Data Eng Weekly #335

Feb 18, 2020

Lots of great stuff in this week's issue, including the release of MR3, a couple of posts on schema migration (including one on CI/CD for Redshift), how Bitbucket has scaled their databases, and more.

HERE Mobility has written about their CI/CD pipeline for Amazon Redshift. They've built a tool to apply database schema changes, validate the structure of the database (e.g. find broken views), verify redshift SQL syntax, and automatically deploy to Redshift. Lots of good tips in the post about automating validations and using version control for SQL scripts.

https://medium.com/big-data-engineering/redshift-cicd-how-we-did-it-and-why-you-should-do-it-to-e46ecf734eab

A look at the trade-offs between various types of data driven architectures, like event sourcing, change data capture, command query response segregation, and the outbox pattern. The post dives deep into the architectures, including clarifying the difference between domain events and change events. There are some useful diagrams that help to better understand how the various pieces fit together in each architecture pattern.

https://debezium.io/blog/2020/02/10/event-sourcing-vs-cdc/

The MR3 framework, which offers an alternative execution model to YARN and MapReduce for Hive/Spark/Hadoop workloads, has released version 1.0. This release includes a number of improvements for a deployment in the cloud, including improvements for S3 and Amazon EKS.

https://groups.google.com/forum/#!msg/hive-mr3/3VwpqBnZfT4/9emGzbZ9BQAJ

This post describes how to use the open source osquery project to collect data and send it to Apache Kafka as part of a security information and event management platform. The post describes the basics of osquery and how to build a custom extension, written in python, for producing data to Apache Kafka.

https://www.confluent.io/blog/siem-with-osquery-log-aggregation-and-confluent/

Github writes about how they've automated the process of applying schema migrations at scale (meaning number of tables, number of developers, and size of server fleet). Using Github Actions and the tools skeema and skeefree, they create "safe" (i.e. no direct DROP TABLE and also rewriting ALTER TABLEs to be efficient) schema migrations by comparing the current table definition in source code to what's defined in the database. The post describes both these tools (which are a bit specialized for MySQL) and the workflow (which includes chatops and github actions).

https://github.blog/2020-02-14-automating-mysql-schema-migrations-with-github-actions-and-more/

A look at performance with Ozone, the blob storage layer for HDFS. In comparison to tests run directly against HDFS, when using the TPC-DS benchmark most of the queries run faster with Ozone as the storage layer.
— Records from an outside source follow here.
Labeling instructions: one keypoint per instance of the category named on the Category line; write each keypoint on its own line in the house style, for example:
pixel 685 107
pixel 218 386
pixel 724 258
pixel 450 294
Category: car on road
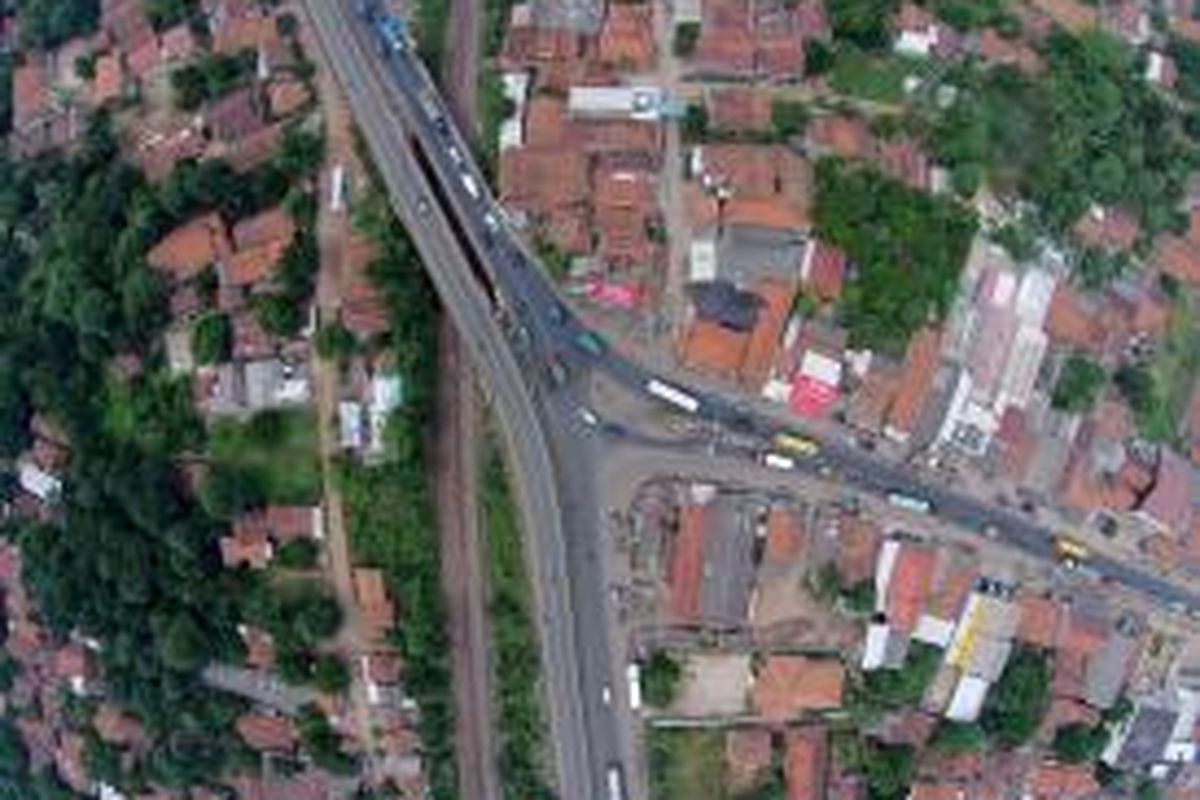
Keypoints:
pixel 910 503
pixel 557 370
pixel 796 444
pixel 775 461
pixel 591 342
pixel 1071 552
pixel 613 782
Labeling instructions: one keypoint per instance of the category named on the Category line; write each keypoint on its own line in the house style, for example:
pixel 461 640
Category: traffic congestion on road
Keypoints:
pixel 555 349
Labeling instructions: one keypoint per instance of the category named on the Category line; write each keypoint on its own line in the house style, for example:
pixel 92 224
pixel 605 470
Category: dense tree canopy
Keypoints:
pixel 907 248
pixel 132 558
pixel 1090 131
pixel 1019 698
pixel 48 23
pixel 863 23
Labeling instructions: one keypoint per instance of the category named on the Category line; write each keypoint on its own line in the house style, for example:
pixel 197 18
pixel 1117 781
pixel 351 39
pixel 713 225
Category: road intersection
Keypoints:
pixel 533 355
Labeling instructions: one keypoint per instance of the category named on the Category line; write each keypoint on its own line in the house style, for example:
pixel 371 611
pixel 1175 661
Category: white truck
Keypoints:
pixel 672 395
pixel 634 677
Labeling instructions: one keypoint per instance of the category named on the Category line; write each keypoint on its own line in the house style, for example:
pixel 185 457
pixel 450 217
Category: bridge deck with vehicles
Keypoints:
pixel 552 343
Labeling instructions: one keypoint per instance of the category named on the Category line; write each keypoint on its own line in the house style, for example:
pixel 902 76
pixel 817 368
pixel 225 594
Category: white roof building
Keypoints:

https://blog.cloudera.com/benchmarking-ozone-clouderas-next-generation-storage-for-cdp/

Bitbucket writes about how they've scaled their databases by moving reads to replicas. To ensure that queries go to read replicas containing up to date data, they keep track of a per-user log sequence number from Postgres (stored in Redis). They also share how their changes have improved the performance profile of their databases.

https://bitbucket.org/blog/scaling-bitbuckets-database

An intro to five data engineering projects that are worth checking out, if you're not already using them: dbt (managing SQL code), Prefect (a new workflow engine), Dask (distributed computing for Python), DVC (the "data version control"), and Great Expectations (for testing data). In addition to those, the post calls out a few other projects worth investigating.

https://medium.com/@squarecog/five-interesting-data-engineering-projects-48ffb9c9c501

Links are provided for informational purposes and do not imply endorsement. All views expressed in this newsletter are my own and do not represent the opinions of current, former, or future employers.